The Environmental Protection Agency has rejected 10 separate petitions from numerous groups and states asking it to withdraw its endangerment finding that greenhouse gases are a threat to public health.
The EPA ruling, published July 29 in a 217-page document, does not affect any of the federal lawsuits still pending that seek to accomplish the same purpose. The endangerment finding, made in December, allows EPA to begin regulating greenhouse gases as harmful air pollutants, and paves the way for EPA to regulate emissions from 6 million stationary sources in the U.S., including 200,000 manufacturing plants.
Both the chemical and plastics industries are concerned that such rules could lead utilities to switch to natural gas which serves as both a feedstock and fuel for the chemical and plastic industries and lead to higher natural gas prices.
The EPA said the petitioners which included the U.S. Chamber of Commerce, 14 states and numerous business groups did not prove that the underlying science supporting the endangerment finding is flawed, and labeled the arguments and evidence from the petitioners inadequate [and] generally unscientific.
By contrast, EPA said its own evidence was robust, voluminous and compelling.
The endangerment finding is based on years of science from the U.S. and around the world, said EPA administrator Lisa Jackson. These petitions based as they are on selectively edited, out-of-context data and a manufactured controversy provide no evidence to undermine our determination. Excess greenhouse gases are a threat to our health and welfare.
However, Virginia Attorney General Ken Cuccinelli II said, The reviewing court is likely to find the decisions fatally flawed, procedurally, because the agency has reviewed and weighed new information without notice or comment from the public.
The Chamber of Commerce said it will appeal EPA's ruling.
We are deeply disappointed with the EPA's failure to reconsider its flawed decision to regulate greenhouse gases under the Clean Air Act, said Robin Conrad, executive director of the Chamber of Commerce's National Chamber Litigation Center. We intend to appeal the ruling.
She said, We continue to call for Congress to work through the legislative process, rather than having EPA misapply environmental statutes like the Clean Air Act, which was not created to regulate greenhouse-gas emissions.
EPA still faces a quartet of lawsuits filed in mid-February in the U.S. Court of Appeals for the District of Columbia by groups that include the chamber, the state of Texas, the National Association of Manufacturers, several conservative think tanks, industry and business associations and Republican congressmen. The lawsuits question the authority of EPA to regulate greenhouse gases from stationary sources.

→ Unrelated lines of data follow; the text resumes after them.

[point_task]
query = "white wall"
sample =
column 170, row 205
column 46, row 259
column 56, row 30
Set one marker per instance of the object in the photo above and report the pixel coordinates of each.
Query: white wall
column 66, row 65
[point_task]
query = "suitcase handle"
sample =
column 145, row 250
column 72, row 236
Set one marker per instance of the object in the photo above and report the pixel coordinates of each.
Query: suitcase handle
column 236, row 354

EPA has said that regulations and permits for greenhouse-gas emissions from new construction or from modification of existing facilities will not go into effect until 2011, and that for the first six months of 2011, only facilities that already must apply for Clean Air Act permits as a result of their non-greenhouse-gas emissions will need to address greenhouse-gas emissions in their permit applications.